Walk around the exhibition floor at most security trade shows and you’d think that every vendor has the answer to stopping cyber-attacks.
Marketing hyperbole with phrases such as “advanced threat protection” and “next-generation” can be seen plastered across vendor stands. Buy these products and we’ll all be safe, right?
There is nothing wrong with software companies trying to sell their wares by showcasing what their products can do. It’s something we do at Avecto and some may say that people in glass houses really shouldn’t throw stones, but to make claims that oversell and clearly cannot be substantiated is harming the credibility of the security industry.
CISOs and heads of IT security will understandably always be looking for some sort of silver bullet. They understand that attacks are inevitable – and it’s highly likely some will be successful – but it can be difficult to explain that to demanding company executives. Promises of perfect security can seem very attractive, and are always a help when trying to secure additional budget.
The problem is the adoption of these supposedly ground-breaking technologies often comes at the expense of basic, foundational security measures. We are seeing fewer companies putting time and resource into getting the foundations of their security right and we believe this is directly linked to why so many companies are falling victim to cyber-criminals, and hitting the headlines for all the wrong reasons.
The Australian Department of Defence for instance names application whitelisting and privilege management as part of its four key mitigation strategies, alongside patching operating system vulnerabilities and patching applications. By implementing these four quick wins, real world data shows that 85% of cyber intrusions can be stopped.
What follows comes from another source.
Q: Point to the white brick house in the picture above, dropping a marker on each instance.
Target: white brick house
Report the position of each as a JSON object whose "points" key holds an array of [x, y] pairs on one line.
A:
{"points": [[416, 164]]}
Our own analysis of Microsoft vulnerabilities in 2016 shows that 94% of critical vulnerabilities could be mitigated by removing administrative rights alone. On top of this, 100% of vulnerabilities impacting Internet Explorer could be mitigated by removing admin rights, including 100% of the vulnerabilities affecting the latest browser, Edge.
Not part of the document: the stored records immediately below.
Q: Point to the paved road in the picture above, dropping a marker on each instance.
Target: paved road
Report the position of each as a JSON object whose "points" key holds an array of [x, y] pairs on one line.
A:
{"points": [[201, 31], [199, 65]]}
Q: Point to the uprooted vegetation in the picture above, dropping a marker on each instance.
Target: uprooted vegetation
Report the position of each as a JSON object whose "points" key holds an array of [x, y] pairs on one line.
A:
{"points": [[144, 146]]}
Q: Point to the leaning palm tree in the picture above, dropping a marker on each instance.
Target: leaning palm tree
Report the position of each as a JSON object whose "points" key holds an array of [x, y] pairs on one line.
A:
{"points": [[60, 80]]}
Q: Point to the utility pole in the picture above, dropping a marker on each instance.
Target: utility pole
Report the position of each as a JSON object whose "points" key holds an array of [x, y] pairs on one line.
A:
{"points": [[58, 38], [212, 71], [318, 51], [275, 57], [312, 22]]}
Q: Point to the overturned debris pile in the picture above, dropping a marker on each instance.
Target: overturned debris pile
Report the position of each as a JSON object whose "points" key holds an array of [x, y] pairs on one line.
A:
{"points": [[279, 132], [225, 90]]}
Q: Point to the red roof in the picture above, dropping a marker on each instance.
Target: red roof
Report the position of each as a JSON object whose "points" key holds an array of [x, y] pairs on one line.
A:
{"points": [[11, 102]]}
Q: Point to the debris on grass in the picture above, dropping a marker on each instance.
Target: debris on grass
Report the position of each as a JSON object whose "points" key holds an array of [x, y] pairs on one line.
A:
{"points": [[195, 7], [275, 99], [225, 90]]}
These are all simple changes that make the job of the attacker a lot more difficult. They can actually prevent attacks from either taking place, or at the very least significantly minimize their impact.
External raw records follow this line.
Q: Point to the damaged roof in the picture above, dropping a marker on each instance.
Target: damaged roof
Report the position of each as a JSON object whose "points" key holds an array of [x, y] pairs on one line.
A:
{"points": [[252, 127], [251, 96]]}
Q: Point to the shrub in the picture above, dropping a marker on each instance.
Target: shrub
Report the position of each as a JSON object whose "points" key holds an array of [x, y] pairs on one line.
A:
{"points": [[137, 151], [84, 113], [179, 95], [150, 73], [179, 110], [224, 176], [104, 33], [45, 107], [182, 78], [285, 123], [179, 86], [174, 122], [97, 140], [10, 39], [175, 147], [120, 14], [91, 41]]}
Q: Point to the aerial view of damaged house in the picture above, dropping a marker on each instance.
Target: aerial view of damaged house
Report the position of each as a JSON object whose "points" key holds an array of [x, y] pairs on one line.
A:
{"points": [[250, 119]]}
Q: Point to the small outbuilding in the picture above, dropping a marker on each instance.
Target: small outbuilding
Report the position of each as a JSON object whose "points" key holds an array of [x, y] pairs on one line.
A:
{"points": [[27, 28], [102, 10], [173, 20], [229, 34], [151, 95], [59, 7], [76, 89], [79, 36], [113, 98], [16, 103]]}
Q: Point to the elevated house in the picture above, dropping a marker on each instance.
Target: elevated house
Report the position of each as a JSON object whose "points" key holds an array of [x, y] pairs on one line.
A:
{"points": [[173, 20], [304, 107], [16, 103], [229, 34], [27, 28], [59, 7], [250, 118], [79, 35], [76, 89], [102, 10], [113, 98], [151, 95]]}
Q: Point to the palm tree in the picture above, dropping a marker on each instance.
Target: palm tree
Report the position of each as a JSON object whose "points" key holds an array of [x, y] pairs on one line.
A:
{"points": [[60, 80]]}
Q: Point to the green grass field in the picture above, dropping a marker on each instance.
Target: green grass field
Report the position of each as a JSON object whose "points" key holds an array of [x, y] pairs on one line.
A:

How many of the high-profile hacks in the last year could have been prevented by getting these basics right? Almost all of them, no doubt, including the most recent WannaCry and NotPetya ransomware attacks. Patching systems and removing local admin rights would have stopped those attacks dead, instead the attack spread across thousands of systems and succeeded en masse.
Earlier this year, the National Crime Agency (NCA) found that the average age of cyber criminals arrested or cautioned for carrying out computer-based crimes was just 17. In the same week, it was reported that two men, aged 20 and 22, admitted their part in the 2015 TalkTalk hack. If a group of teenagers and young twenty-somethings can carry out a hack that costs a corporate giant £42 million, it shows that there is a serious imbalance somewhere along the line.
Most of the time, the people that are carrying out these headline-grabbing data breaches and hacks aren’t professionals with a financial agenda. While sophisticated organized hacking groups do exist with economic clout and back office systems, many incidents are started by teenagers in bedrooms, taking advantage of the low-hanging fruit.
It we imagine a perfect world where all these low-hanging opportunities were removed, you’d definitely see a significant drop in successful breaches. Instead, businesses are leaving the door wide open for opportunists to exploit, and much of this is down to companies opting for the ‘next generation’ solutions rather than focusing resource on building strong security foundations.
Coming up with a solution to this issue is not straightforward, and a rallying cry in a blog won’t change the marketing strategy of global vendors or the buying habits of CISOs. However, if organizations start to build their security strategy around foundational measures – and only add the ‘bells and whistles’ once these are in place – then we’ll be in a much stronger position, with criminals having to work much, much harder to be successful.